Na coletiva, Daniel Cerqueira pontuou que “um negro no Brasil tem 23% a mais de chance de ser assassinado. Ainda precisamos estudar como isso se dá por estado. Mas sabemos que isso acontece em locais com forte herança colonial e escravocrata, como na região Nordeste e Norte”, explicou o também coordenador do Atlas 2021.
Dados por região
Acre e Rio Grande do Norte foram os estados com maior aumento percentual nas taxas de homicídios de negros entre 2009 e 2019, respectivamente 114,5% e 100,4%; seguidos de Roraima e Sergipe, com aumentos de 59,6% e 55,8%, respectivamente. Já as unidades federativas que registraram as diminuições mais acentuadas no período foram Distrito Federal (-59,3%), São Paulo (-53,1%), Espírito Santo (-46,7%) e Rio de Janeiro(-42,6%).
“Se considerarmos a taxa nacional de homicídios de pessoas negras no ano de 2019 (29,2), percebemos que nesse ano todas as UFs das regiões Norte e Nordeste, exceto Rondônia (26,3), Maranhão (26,2) e Piauí (18,5), registraram taxas acima da média nacional”, destaca o estudo.
“Em quase todos os estados brasileiros, um negro tem mais chances de ser morto do que um não negro, com exceção do Paraná e de Roraima que, em 2019, apresentaram taxa de homicídios de não negros superior a de negros”, segundo o Atlas.
No entanto, um aspecto pontuado pelo diretor-presidente do Fórum Brasileiro de Segurança Pública (FBSP), Renato Sérgio de Lima, aponta que o Paraná já foi considerado uma unidade federativa em que morriam mais brancos do que negros, mas esse dado não condiz com a realidade.
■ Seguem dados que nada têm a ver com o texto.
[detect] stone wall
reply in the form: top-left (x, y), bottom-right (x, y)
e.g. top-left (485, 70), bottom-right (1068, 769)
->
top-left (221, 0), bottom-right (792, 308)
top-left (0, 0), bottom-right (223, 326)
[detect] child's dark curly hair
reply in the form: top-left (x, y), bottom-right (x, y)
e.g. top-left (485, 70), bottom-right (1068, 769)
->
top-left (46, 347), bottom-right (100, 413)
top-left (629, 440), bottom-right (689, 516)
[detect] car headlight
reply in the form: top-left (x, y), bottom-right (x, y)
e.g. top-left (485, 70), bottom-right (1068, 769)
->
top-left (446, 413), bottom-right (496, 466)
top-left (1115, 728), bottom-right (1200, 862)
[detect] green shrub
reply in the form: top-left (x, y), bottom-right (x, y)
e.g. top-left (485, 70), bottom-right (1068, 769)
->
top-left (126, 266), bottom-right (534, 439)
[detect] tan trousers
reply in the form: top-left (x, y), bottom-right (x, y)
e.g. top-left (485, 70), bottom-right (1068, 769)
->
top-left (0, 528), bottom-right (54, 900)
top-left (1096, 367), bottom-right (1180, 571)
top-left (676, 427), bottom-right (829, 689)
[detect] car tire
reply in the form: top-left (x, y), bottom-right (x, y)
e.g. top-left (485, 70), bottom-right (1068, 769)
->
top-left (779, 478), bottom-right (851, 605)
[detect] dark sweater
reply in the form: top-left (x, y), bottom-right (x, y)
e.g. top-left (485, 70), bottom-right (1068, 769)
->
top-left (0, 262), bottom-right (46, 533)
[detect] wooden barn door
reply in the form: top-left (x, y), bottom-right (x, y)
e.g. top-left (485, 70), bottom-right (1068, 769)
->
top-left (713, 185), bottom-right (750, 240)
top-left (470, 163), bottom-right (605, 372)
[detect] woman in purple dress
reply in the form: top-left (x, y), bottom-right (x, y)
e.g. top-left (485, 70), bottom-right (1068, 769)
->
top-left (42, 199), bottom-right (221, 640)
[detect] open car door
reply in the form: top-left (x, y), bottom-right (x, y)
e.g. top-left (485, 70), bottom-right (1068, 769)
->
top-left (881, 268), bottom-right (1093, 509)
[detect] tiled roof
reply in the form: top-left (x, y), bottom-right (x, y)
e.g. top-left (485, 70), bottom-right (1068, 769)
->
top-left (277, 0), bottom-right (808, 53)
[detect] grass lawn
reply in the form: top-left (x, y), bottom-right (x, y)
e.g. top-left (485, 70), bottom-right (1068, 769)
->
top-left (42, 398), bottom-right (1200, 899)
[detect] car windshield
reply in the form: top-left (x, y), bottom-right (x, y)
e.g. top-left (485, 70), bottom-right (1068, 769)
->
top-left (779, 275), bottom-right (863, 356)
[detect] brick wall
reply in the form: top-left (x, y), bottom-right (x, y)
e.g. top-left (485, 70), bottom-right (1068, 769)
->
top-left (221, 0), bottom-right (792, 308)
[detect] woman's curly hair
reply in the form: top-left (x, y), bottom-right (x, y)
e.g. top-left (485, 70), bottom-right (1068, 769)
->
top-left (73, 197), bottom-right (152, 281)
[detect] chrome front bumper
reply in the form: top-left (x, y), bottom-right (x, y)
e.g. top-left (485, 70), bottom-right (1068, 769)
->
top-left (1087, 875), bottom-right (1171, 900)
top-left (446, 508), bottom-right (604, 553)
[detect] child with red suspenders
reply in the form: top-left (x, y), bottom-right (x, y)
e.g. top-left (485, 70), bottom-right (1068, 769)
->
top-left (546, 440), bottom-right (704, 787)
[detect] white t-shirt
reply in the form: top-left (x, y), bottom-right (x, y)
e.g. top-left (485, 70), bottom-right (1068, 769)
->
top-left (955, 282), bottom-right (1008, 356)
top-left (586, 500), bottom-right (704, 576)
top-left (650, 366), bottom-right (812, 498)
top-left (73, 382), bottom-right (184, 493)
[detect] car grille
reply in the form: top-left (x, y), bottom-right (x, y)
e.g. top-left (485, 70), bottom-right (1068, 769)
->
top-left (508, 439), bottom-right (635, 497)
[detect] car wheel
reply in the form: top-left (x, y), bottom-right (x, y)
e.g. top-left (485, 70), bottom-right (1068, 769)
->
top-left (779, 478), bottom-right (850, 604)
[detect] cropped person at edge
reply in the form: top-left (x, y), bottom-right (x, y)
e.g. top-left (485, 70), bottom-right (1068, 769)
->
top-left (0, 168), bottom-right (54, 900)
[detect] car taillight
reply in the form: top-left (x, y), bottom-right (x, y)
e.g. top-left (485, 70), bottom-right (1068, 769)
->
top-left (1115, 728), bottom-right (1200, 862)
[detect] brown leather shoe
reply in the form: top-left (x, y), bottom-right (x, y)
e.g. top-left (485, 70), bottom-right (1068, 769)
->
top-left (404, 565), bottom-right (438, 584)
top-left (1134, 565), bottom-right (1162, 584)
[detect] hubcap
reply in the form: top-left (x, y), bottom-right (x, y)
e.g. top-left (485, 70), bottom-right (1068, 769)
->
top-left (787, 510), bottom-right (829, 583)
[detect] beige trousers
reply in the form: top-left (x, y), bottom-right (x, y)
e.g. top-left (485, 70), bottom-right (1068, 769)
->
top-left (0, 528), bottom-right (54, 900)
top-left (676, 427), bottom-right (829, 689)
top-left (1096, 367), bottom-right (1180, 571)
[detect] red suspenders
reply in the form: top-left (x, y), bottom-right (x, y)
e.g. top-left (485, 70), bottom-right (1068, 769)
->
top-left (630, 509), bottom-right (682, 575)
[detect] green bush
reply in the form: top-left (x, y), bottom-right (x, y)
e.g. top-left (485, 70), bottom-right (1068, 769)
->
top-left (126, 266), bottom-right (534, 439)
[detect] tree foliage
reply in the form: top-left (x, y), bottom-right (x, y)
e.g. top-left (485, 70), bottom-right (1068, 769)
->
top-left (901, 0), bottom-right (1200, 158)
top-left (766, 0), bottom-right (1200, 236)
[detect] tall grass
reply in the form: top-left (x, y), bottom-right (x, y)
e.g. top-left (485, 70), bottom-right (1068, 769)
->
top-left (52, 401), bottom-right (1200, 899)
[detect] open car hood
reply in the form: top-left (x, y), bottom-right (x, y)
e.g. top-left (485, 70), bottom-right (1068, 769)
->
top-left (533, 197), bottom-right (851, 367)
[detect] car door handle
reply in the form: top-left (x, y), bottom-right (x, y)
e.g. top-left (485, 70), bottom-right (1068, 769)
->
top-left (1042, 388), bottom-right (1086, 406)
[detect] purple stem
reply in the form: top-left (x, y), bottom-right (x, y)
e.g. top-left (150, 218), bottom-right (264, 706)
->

“Isso se deu porque no Paraná havia uma dificuldade de registrar as crianças como pretas ou pardas, e a autodeclaração não é significativa. Na verdade, os negros morreram mais lá também, mas captar dados nessas condições é mais complicado”, pontua.
Mulheres negras são 66% das vítimas de assassinato no Brasil
A análise ainda aponta que 66,0% do total de mulheres assassinadas no Brasil são negras, com uma taxa de mortalidade por 100 mil habitantes de 4,1, em comparação a taxa de 2,5 para mulheres não negras.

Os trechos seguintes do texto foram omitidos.